Insecticide bioassays were conducted in 2013 to generate dose response data for the B. tabaci populations (from different geographic locations) against OP, pyrethroid, and neonicotinoid compounds. The results of dose response regressions analyzed by probit analysis are shown in Table 2. The χ2 analysis showed that dose responses of all the tested populations fitted the log-dose probit mortality model and the linearity was rejected only for cypermethrin against New Delhi and for Nadia populations (Table 2). Resistance ratios were computed separately for Asia-I and Asia-II-1 populations in comparison to the most susceptible B. tabaci population within the respective genetic groups for each insecticide.

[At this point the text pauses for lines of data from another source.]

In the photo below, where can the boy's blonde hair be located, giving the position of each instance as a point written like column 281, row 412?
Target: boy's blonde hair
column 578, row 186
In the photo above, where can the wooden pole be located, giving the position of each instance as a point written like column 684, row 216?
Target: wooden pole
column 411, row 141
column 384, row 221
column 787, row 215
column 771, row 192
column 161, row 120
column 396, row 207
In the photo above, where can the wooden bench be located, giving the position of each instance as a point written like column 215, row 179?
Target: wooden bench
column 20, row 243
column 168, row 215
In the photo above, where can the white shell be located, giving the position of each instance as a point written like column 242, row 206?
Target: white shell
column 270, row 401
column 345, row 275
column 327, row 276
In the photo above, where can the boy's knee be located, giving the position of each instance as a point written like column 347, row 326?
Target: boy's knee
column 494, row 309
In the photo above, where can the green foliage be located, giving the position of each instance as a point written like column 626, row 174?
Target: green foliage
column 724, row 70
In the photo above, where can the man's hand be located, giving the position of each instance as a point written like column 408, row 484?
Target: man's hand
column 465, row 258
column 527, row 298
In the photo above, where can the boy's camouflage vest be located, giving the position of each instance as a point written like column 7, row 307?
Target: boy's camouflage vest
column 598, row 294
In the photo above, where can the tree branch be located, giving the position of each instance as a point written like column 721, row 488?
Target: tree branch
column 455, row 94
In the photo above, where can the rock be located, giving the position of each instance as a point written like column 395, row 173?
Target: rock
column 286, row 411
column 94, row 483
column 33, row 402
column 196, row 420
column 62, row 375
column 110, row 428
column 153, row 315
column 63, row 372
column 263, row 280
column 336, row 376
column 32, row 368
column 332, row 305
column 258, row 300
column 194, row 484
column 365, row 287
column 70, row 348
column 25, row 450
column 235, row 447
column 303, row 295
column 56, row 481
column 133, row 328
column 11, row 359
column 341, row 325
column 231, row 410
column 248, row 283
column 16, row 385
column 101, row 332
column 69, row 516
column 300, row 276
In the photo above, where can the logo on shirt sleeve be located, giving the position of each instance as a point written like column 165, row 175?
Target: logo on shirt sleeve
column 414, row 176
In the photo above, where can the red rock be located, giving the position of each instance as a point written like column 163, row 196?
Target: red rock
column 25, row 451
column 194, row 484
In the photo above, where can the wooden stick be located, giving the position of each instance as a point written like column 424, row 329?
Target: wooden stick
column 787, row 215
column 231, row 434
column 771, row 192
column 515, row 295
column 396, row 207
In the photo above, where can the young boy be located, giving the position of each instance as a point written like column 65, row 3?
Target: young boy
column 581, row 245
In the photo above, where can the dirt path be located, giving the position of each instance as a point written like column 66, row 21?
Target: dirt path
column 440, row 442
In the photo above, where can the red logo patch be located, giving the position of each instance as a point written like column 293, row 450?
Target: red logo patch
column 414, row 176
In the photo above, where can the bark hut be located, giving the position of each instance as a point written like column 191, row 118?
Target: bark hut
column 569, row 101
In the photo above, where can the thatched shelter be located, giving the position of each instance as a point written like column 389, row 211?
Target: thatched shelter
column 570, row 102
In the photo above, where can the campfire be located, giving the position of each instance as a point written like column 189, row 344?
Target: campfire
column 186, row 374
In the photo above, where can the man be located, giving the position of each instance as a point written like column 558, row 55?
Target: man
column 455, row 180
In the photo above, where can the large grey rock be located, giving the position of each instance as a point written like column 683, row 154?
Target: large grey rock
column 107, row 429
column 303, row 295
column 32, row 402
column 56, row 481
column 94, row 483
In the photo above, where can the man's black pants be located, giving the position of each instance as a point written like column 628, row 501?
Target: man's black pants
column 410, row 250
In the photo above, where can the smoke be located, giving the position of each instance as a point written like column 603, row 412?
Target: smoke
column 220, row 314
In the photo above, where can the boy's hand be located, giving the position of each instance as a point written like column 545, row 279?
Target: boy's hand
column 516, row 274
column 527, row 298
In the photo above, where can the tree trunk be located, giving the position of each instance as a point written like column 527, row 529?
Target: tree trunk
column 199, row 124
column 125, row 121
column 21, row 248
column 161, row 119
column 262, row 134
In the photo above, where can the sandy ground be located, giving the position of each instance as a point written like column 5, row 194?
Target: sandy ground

In the absence of a characterized susceptible strain, we have also computed resistance ratios for the field populations using the PUSA population (Asia-II-7) as the reference check (as it had significantly lower lethal concentration values for all the tested insecticides).

Table 2: Log-dose (mg L–1) probit mortality data of B. tabaci populations tested.

Pyrethroids

The tested B. tabaci populations exhibited the highest slopes in response to the pyrethroids. The slopes of probit response curves ranged from 1.32 to 2.89 for cypermethrin and 1.33 to 4.81 for deltamethrin.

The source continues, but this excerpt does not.